Bret Bradford said Tuesday that even more could be caught if immigrant communities in fear of deportation would speak up.
"We are certainly exercising our priorities in going after the worst of the worst,” Bradford said.
In the last fiscal year there were more than 16,000 arrests for the region and nearly 90 percent of those people were removed from the United States.
"We've got folks that were arrested for murder, folks arrested for all kinds of assaults with a deadly weapons, drug convictions,” Bradford said. “We've got a lot of serious criminals being removed.”

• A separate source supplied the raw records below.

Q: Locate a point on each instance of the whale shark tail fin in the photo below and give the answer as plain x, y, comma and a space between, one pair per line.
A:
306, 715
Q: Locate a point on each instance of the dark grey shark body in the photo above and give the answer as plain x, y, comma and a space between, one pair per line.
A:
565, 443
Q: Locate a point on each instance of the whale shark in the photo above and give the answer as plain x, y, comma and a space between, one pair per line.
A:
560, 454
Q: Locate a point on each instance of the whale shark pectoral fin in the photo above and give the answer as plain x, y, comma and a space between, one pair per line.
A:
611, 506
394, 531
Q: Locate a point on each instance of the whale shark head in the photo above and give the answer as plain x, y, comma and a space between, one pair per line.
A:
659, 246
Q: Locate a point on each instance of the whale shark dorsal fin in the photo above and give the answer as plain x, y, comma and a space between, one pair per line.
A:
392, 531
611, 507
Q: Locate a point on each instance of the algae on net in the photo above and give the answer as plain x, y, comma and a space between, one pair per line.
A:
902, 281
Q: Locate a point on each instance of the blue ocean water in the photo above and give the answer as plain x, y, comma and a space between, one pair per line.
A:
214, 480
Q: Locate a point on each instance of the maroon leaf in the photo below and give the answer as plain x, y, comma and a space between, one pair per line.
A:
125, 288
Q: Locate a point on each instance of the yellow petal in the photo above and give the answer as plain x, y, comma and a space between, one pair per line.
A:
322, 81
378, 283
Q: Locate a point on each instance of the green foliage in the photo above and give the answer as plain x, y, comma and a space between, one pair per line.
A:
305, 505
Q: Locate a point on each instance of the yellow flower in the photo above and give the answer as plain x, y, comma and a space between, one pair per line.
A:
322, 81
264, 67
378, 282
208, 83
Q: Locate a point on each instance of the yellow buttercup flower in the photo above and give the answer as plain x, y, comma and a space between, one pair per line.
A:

Bradford says his priority is catching dangerous and violent criminals, but they need the public's help -- more specifically the immigrant communities help.
Two weeks ago, in this busy strip mall near Love Field, Francisco Najara was murdered in broad daylight-- in front of a half a dozen witnesses. The killer was even caught on surveillance video -- but no arrest.
Dallas homicide detectives say many in the city’s immigrant communities fear deportation if they talk to police.
"Coming forward as a victim or a witness is not going to get you removed, it's not going to get you arrested. It might get you a benefit,” Bradford.
Bradford says violent criminals are the very kinds of people victimizing immigrants in their own communities.
"We actually have relief and visas for victims and witness. Those aren't the folks we are targeting by any means, those are the folks we are looking to help,” Bradford said.
Bradford is in charge of the ICE region that includes counties in North Texas and the state of Oklahoma.